Cumenal had been with Tiffany since 2011, moving quickly up the ranks at the jeweler and played a pivotal role in hiring design director Francesca Amfitheatrof, who was responsible for Tiffany’s modern, popular “T” Collection. He was at French luxury conglomerate LVMH for 15 years before that, holding many roles in the company’s wine and spirits division

Slowing Sales

Despite its icon status, Tiffany has been hard-pressed in recent years to remain an industry leader. You can place the blame on many things—changing markets in the U.S. and China, the strengthening of the dollar, the tightening of Chinese anti-corruption laws, and the overall slowdown of the “hard-luxury” market, i.e. diamonds—and each have contributed to slowing sales.

The company’s recent holiday quarter was particularly rough. For November and December combined, worldwide net revenues were $966 million, coming in above the $961 million reported a year ago. Worldwide comparable sales, however, declined 2%.

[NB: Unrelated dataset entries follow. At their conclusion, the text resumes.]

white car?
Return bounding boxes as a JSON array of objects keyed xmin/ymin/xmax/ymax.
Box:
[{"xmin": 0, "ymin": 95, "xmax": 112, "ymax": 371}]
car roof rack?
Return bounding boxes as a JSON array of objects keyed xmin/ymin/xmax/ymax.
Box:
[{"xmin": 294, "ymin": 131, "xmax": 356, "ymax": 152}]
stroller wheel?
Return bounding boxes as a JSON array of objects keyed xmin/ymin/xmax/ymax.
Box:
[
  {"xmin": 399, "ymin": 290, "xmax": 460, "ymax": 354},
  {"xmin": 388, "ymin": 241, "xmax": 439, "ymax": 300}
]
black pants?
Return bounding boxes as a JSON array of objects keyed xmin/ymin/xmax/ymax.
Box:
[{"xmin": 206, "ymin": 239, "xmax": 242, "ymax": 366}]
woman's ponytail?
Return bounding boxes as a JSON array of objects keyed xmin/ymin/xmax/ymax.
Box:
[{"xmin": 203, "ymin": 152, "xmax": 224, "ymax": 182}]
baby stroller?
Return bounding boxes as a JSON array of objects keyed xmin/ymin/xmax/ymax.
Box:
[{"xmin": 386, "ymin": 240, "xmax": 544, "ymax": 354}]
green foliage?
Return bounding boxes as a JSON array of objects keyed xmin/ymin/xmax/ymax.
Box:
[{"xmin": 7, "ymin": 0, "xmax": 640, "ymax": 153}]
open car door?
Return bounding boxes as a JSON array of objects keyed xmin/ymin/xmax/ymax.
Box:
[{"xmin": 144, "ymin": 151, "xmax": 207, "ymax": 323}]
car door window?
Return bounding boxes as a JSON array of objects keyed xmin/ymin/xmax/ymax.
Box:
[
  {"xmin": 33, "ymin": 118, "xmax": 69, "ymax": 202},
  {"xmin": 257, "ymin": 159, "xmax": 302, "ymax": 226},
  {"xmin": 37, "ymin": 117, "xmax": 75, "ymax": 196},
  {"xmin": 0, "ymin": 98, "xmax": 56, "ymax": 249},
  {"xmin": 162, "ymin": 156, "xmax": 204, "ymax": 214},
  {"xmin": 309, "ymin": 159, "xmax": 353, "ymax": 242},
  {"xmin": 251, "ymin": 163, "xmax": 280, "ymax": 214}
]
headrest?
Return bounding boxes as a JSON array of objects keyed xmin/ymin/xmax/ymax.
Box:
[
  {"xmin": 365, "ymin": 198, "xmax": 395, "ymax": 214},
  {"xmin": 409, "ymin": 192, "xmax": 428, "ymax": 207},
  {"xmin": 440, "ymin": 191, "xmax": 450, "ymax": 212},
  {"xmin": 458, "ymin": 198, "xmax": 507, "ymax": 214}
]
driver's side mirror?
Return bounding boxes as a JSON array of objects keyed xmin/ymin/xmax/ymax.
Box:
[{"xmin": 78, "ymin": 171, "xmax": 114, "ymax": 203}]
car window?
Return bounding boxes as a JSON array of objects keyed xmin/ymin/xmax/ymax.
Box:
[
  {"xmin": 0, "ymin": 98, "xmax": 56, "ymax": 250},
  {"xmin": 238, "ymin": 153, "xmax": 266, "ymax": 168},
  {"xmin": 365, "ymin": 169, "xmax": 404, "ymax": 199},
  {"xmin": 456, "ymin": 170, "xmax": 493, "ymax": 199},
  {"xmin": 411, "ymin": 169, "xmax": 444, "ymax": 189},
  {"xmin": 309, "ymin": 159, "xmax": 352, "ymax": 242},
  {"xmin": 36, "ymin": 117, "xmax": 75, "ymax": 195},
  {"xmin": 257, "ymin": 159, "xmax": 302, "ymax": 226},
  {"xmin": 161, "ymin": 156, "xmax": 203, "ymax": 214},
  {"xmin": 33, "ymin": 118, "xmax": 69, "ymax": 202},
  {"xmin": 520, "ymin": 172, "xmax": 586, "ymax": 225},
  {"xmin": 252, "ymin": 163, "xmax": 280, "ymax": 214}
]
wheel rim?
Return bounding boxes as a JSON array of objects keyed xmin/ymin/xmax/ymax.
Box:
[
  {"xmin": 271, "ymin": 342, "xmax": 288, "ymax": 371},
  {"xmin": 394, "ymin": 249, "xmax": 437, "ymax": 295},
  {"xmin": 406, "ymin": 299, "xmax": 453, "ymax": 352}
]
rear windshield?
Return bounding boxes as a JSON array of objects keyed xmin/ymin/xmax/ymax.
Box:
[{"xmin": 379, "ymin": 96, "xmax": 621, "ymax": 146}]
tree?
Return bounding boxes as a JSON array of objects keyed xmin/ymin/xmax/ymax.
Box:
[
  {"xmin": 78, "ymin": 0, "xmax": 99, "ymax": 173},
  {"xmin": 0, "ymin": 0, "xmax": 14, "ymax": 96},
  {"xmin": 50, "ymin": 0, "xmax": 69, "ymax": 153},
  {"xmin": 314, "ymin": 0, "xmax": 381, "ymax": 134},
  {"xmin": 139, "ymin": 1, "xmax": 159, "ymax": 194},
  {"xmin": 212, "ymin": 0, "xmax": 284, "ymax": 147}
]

In particular, sales at Tiffany’s Flagship store on Fifth Avenue in New York declined a whopping 14% year-over-year. The store sits right next to Trump Tower, and has been blocked in some way or form, with large numbers of protesters gathered outside, since the election of President Trump.

A Carat-Sized Comeback

A CEO departure never has the best timing for a company, and Cumenal’s abrupt leave casts a long shadow on not just its Super Bowl ad, featuring none other than Lady Gaga, but also one of its key holiday sales periods, Valentine’s Day. The ad introduces a new jewelry line that looks to be more edgy than Tiffany’s typically classic pieces of jewelry.

What Tiffany needs to do is to take a leap of faith like its new ad star did, whose new album Joanne and acclaimed Super Bowl Halftime performance helped jumpstart a stagnating music career. Maybe that means embracing new types of customers like the LBGTQ community and single women, who are, more and more, buying luxury jewelry for themselves. There’s also huge demand for men’s jewelry, watches, and accessories, and while Tiffany does have a large selection of men’s items, the company could certainly offer more luxurious every day options.

Tiffany would also see no harm in boosting its e-commerce presence, since online sales as a percentage of overall revenue haven’t grown in three years, notes Bloomberg. Maybe this means partnering with Amazon (AMZN - Free Report) with special deals on delivery during key holiday seasons like Thanksgiving-New Year’s, Valentine’s Day, Memorial Day, Labor Day, etc.

If Tiffany continues to post little growth going forward, investors shouldn’t be surprised if more management turnover at the company comes as a result. But if they committ to some change, Tiffany has a chance at being a jewelry leader once again.